Countless studies have highlighted the benefits of shared parenting, and as a father, you need to put the needs of your children first. This means setting aside all of the history and emotions involved in the breakdown of your marriage and work with your ex-spouse to be the best parents that you can be.
This includes Mother’s Day, a day designed for the appreciation of everything that a mother does in the life of their child. While you may not have such a positive outlook on your co-parent, your children may, and destroying that outlook can be a slippery slope, especially with Father’s Day just a month away.
Respect for the day
You may be forced to ask yourself “Would you want your co-parent to affect how you celebrate Father’s Day?” If the answer to that question is a resounding “No.”, then perhaps it is best to allow your children to have that day to celebrate the role that their mother plays in their lives.

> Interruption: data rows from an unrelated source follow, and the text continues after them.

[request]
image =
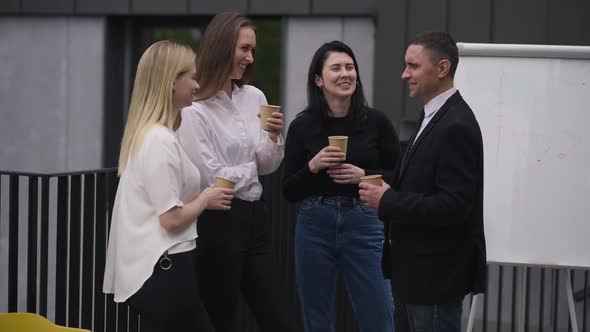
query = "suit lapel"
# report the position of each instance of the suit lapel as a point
(455, 98)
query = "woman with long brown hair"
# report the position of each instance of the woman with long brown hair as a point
(221, 134)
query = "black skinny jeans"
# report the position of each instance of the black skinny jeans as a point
(169, 300)
(234, 255)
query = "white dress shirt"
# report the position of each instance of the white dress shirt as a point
(432, 107)
(221, 135)
(158, 177)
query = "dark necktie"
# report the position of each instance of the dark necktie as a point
(412, 139)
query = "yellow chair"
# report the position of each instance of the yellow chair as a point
(27, 322)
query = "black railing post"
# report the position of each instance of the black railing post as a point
(88, 270)
(111, 306)
(13, 243)
(32, 244)
(100, 249)
(514, 291)
(74, 251)
(44, 246)
(61, 262)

Whether you know for a fact that your co-parent would attempt to mess with Father’s Day, in an effort to undermine your relationship with your children, should you not offer the same level of respect to Mother’s Day as you would hope your co-parent would show for Father’s Day?
Leading by example
By making that effort, you are putting yourself in a better position with your children and with your child custody case. You are showing the court that you can put your feelings and history aside and honor your co-parent’s place in your child’s life.
You are showing your children that regardless of the divorce and the fact that you are no longer with their mother, you still have the ability to take the high road and respect her place in their lives. You actively are teaching them life lessons, in how to deal with someone that you may not like and showing them that the emotions of a complicated situation should not guide the decision-making process.
It may be a little uncomfortable taking these steps in honoring your co-parent’s place in the lives of your children, and Mother’s Day may intensify your discomfort. However, it is not about you. It is about your children, and you have an opportunity to be the bigger person in this situation by helping your children with Mother’s Day. Take them to go get a card, a gift, or flowers. Teach them how to cook Mom’s favorite breakfast.
By helping your children in this area, you are humbling yourself and leading by example. Even if you and your co-parent do not have a civil relationship, you can show them what it means to be a selfless and loving parent.